The red arrows represent an additional set of dynamics. A hardline stance is difficult (e.g., military confrontation is expensive and provokes domestic opposition so it gets increasingly expensive over time). Therefore,
H3 = the more a regime implements a hardline policy toward the domestic opposition, the more tempted it will be to request the support of an external patron.
But that support will come at a cost (patrons want payback), and the cost is likely to be that the patron is getting involved because it has broader reasons of its own to desire the suppression (or at least marginalization) of the opposition, so the cost is insistence of the patron on an even more extreme hardline stance. Thus,
H4 = the more a regime asks for external support for a hardline
policy, the more hardline that policy will become, and the less opportunity there will be for power-sharing.
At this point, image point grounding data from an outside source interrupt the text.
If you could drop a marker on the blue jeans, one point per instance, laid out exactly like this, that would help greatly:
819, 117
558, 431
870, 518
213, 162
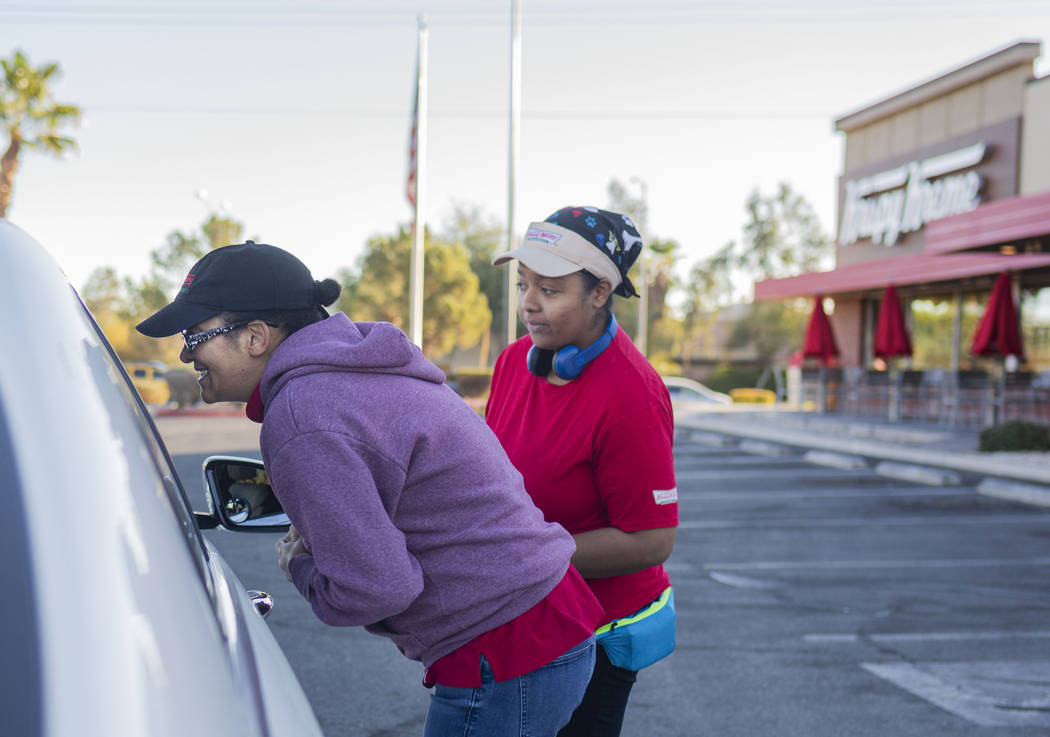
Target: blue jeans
536, 704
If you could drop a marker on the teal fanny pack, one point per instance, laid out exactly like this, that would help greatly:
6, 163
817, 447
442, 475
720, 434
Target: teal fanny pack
642, 638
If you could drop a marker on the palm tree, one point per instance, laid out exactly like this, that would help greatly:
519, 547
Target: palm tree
29, 117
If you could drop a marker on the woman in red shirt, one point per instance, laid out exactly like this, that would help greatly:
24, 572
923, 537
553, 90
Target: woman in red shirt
587, 421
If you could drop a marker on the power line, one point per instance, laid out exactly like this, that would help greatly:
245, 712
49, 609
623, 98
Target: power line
617, 114
378, 16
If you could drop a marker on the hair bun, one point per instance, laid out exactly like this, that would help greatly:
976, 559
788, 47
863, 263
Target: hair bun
327, 291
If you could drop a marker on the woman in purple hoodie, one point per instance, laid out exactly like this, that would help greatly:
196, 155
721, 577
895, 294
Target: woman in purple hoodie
407, 517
Of course, like H1- H3, that is just an hypothesis. Such need not be the case: it depends on the attitudes of the various external patrons. The lesson for client regimes: choose your patron wisely.
In today’s Islamic world, the following process is all too common: governance is poor, but the burden of political compromise is deemed too great by the regimes, which therefore adopt a hardline stance in order to alleviate the symptoms. This hardline stance threatens to provoke a domestic reaction that will get the regime overthrown, so it calls in external support, which gets the regime involved in a much bigger game, one that it cannot control, and the influence of the patrons rises. But two can play that game, and the opposition also calls on external patrons. As the process continues cycling, both sides become radicalized. Political disputes turn military; policy differences are distorted into sectarian differences; and each side increasingly thinks and speaks of the opponent as “evil,” thus defining any solution aside from a “final” one as immoral. In practice, a “fundamental solution” has now been defined as impossible, so the society disintegrates.
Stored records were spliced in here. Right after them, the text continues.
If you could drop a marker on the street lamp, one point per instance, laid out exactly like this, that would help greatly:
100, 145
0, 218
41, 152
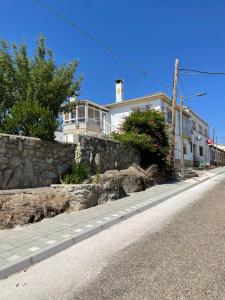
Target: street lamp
181, 128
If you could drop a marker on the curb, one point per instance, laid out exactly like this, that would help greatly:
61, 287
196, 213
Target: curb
62, 245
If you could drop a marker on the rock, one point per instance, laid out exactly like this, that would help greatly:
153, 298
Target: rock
112, 188
80, 196
134, 179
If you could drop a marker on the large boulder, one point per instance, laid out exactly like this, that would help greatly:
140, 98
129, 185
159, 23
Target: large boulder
79, 196
134, 179
112, 188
The subtle process of burden shifting is bad enough by itself. When it aggravates the process of selling out one’s independence to an external patron, it should come as no surprise that the result may well be aggravation of sectarian strife that may lead to years of turmoil, the undermining of economic progress, and the destruction of society. The most critical lesson here is that the many societies we see engulfed in sectarian strife today got there less because of “traditional hatreds” than as a result of external interference that intentionally enflamed local divisions in order to facilitate the manipulation of local actors.